Ketika (melihat) Manusia bermain Tasbih dari Orchard Road


This slideshow requires JavaScript.

Tasbih kayu ini mengingatkan saya dalam suatu perjalanan di kawasan Cirebon tatkala melewati kompleks makam Sunan Gunung Jati. Biasanya cuma digantungkan di kedai suvenir begitu saja.

Tetapi ditangan pria berbaju merah di Orchard Road – Singapore ini mampu memainkan tasbih selain untuk kesehatan jiwa juga menjadi fit – ia sudah berumur tetapi masih nampak lincah dan pejal.

Angin pusaran yang dihasilkan pria ini cukup tajam juga menandakan bahwa ia bola kayu yang ia rangkai menjadi semacam tasbih bukan barang seringan plastik.

Kadang kita bisa mendengarkan gemeretak suara kayu saling beradu dengan tubuhnya.

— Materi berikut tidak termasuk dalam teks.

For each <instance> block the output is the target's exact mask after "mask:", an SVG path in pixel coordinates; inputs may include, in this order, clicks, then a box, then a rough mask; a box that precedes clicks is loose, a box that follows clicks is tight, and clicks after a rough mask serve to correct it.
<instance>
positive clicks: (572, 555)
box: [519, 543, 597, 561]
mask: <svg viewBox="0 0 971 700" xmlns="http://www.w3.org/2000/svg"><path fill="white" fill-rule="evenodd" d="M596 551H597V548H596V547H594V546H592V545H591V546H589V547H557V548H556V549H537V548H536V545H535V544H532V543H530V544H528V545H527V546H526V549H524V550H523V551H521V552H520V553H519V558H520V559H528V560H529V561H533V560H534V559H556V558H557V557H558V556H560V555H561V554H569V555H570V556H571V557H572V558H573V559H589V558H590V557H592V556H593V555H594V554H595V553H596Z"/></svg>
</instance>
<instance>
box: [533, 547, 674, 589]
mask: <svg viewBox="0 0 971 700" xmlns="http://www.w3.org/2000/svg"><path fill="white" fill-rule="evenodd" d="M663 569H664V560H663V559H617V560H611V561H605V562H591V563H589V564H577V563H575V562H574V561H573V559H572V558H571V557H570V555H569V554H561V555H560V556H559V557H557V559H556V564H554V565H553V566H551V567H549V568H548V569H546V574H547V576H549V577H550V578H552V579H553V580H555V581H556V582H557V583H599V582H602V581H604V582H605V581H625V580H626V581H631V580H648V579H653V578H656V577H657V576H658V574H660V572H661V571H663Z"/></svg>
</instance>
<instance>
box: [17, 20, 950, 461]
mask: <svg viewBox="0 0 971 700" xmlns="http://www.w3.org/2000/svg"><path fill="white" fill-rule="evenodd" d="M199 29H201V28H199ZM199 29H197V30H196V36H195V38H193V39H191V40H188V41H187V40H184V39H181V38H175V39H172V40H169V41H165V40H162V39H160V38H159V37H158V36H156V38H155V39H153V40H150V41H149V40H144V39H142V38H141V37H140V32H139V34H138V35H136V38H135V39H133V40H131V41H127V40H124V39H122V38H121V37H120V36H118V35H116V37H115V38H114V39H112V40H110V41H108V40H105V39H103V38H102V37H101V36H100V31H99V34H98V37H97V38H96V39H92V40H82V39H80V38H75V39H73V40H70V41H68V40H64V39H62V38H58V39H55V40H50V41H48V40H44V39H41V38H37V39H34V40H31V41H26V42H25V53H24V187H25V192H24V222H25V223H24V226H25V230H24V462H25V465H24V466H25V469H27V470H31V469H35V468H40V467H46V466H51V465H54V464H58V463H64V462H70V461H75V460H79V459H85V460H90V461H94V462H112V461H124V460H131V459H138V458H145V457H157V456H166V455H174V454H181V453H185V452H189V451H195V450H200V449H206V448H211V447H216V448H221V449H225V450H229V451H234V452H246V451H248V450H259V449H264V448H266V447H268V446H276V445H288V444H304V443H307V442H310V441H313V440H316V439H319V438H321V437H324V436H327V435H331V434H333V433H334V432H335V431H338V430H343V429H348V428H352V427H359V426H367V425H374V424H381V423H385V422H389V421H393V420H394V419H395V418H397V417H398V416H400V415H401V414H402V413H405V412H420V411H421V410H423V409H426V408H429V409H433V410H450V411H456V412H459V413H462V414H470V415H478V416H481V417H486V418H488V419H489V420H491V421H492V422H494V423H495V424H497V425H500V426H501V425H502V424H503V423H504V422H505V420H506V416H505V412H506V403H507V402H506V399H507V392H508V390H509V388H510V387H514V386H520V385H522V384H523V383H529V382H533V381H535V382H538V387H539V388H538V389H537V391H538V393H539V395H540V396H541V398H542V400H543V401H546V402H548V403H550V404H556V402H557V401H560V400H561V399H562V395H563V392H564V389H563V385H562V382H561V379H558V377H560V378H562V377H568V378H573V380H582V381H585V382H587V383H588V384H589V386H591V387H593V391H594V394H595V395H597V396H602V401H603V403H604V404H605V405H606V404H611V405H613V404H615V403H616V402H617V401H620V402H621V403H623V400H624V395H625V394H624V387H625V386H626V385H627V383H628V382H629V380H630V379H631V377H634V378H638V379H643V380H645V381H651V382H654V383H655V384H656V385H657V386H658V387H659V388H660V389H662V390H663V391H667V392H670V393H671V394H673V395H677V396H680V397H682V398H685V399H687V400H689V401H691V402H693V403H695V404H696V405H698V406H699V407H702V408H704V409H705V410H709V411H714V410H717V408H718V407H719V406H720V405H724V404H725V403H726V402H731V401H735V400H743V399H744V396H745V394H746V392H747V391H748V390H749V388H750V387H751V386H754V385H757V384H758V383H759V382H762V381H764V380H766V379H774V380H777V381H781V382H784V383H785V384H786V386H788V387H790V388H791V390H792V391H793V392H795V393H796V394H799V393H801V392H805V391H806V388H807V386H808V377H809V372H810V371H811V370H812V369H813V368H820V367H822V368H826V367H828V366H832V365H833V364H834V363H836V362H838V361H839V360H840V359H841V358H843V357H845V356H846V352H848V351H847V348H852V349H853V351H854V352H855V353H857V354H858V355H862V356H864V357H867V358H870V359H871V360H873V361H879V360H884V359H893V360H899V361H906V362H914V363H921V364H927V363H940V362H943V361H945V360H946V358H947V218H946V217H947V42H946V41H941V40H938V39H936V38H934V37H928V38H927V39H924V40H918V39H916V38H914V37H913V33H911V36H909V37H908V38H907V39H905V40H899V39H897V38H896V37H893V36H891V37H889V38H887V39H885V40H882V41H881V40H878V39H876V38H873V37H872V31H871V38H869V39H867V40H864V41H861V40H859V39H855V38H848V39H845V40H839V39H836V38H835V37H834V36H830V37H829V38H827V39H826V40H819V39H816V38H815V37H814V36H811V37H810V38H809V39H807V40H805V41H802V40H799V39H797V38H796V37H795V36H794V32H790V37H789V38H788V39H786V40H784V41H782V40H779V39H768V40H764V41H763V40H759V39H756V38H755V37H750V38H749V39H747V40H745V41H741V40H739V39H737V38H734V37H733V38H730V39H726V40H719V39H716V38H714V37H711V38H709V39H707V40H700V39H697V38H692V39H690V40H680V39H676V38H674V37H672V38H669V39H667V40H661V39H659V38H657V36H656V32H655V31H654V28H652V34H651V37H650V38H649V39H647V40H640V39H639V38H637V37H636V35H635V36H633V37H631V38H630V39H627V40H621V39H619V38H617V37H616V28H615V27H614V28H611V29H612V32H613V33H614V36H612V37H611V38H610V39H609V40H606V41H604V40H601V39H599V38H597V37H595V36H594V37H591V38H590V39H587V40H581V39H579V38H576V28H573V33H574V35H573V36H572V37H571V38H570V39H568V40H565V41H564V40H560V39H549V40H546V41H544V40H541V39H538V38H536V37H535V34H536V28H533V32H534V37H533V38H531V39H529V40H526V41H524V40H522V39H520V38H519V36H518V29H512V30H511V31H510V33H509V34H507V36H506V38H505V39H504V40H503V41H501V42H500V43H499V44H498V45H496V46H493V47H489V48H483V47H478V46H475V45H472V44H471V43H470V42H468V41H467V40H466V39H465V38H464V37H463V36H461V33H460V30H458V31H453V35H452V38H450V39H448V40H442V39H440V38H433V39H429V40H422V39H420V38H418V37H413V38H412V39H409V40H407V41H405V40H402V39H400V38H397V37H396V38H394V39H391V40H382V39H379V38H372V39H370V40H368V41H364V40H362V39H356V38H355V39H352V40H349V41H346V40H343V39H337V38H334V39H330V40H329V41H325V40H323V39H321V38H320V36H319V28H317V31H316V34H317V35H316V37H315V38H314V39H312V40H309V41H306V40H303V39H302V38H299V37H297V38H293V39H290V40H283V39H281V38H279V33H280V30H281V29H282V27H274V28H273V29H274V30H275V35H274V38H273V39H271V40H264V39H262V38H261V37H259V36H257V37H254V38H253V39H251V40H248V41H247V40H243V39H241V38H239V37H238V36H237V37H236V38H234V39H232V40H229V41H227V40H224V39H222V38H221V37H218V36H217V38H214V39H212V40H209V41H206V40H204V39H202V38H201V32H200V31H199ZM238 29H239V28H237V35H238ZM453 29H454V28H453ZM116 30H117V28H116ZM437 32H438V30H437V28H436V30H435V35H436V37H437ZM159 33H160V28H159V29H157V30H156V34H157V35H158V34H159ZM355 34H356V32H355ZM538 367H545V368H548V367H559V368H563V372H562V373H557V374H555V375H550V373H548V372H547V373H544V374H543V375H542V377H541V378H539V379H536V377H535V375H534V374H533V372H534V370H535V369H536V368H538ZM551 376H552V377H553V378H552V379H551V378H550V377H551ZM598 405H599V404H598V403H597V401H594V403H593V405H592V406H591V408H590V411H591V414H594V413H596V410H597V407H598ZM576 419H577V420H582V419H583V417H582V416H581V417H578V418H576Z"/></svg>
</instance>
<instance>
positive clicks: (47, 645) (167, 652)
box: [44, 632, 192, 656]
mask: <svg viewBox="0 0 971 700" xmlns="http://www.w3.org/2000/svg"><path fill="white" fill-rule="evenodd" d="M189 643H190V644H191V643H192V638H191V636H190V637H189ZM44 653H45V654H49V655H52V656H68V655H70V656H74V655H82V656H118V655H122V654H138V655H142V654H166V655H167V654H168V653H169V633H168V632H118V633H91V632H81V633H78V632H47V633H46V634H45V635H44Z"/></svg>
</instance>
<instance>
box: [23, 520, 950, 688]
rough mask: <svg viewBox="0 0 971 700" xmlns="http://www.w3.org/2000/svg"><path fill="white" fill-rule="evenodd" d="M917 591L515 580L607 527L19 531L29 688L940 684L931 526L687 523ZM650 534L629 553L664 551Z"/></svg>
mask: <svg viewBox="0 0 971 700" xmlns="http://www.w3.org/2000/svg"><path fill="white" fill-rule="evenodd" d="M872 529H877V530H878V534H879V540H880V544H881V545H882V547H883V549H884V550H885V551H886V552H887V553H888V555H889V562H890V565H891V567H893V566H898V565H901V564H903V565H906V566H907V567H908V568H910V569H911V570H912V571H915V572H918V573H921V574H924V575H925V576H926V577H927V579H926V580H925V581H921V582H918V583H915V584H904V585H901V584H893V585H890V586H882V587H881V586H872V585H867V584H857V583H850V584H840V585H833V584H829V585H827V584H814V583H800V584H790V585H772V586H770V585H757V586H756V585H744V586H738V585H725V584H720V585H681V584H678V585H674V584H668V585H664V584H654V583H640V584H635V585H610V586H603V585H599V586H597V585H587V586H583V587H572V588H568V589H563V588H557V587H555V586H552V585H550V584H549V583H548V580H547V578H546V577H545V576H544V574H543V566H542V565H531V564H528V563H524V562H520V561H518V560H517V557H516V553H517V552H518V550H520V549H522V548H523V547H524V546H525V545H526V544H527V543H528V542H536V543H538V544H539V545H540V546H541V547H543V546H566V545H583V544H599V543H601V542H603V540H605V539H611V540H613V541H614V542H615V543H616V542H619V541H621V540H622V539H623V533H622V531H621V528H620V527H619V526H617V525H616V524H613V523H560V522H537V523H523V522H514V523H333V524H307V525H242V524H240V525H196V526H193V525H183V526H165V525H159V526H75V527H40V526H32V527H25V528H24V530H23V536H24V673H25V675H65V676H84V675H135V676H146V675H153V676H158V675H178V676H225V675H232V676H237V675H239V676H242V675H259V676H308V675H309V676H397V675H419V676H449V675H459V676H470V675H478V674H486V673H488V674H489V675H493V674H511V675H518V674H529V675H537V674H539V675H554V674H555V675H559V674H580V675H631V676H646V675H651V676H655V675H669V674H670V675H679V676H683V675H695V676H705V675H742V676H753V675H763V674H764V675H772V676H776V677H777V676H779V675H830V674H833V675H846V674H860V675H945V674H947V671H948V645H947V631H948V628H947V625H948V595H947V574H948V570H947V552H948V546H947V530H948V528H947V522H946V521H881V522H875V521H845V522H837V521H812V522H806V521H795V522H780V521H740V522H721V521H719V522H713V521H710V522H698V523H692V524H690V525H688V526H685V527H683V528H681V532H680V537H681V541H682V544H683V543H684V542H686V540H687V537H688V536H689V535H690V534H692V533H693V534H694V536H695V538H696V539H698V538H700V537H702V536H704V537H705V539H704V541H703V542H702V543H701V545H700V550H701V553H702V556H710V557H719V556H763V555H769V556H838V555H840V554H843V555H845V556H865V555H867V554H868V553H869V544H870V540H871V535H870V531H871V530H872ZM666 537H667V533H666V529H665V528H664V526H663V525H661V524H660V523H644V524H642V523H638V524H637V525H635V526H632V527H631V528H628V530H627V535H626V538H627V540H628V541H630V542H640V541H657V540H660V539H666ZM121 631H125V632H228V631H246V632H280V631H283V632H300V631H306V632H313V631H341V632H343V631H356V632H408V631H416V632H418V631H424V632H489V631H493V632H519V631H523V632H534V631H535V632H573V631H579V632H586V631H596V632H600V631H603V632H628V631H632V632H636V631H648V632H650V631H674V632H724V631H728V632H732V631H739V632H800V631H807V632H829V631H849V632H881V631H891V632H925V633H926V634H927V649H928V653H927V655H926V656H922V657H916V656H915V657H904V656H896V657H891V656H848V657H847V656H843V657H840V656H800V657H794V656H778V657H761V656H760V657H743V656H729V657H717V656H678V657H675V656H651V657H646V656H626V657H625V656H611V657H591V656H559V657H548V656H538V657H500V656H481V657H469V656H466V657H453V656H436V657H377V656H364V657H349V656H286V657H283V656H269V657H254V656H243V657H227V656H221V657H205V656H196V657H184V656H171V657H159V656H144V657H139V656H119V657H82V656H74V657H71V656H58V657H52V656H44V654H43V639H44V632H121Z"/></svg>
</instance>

Kalau saja ia berpakaian ala Pendeta Budha kita bakalan terkecoh dia seorang Monk ahli KungFu. Tetapi mungkin saja ia ahli kungfu sebab nampak kuda-kuda kakinya begitu kokoh dan kalau diperhatikan staminanya luar biasa, ia bisa bermain tanpa henti dan tidak ngos-ngosan.

Paling-paling mengaso  sebentar untuk meraih botol minum logamnya. Lalu bermain lagi. Wuuut..wuut.

Pria Bertasbih ini kami panggil “Uncle Happy Man..” karena sambil memutar hula-hopnya ia juga bertepuk dan terkadang mengangkat sebelah kakinya. Memutar biji tasbih untuk pria ini ternyata membuatnya menjadi manusia periang dan ramah serta sehat jasmani dan rohani.

Di depannya teronggok aneka macam tasbeh pelbagai ukuran, lalu kliping dari koran setempat mengenai pemberitaannya. Sebuah kardus berisikan koin hasil sumbangan penontonpun nampak disiapkan. Sepertinya atraksi ini diredhoi pemerintah setempat.

Ia bisa dijumpai di pelataran Takashimaya depan Ngee Ann City.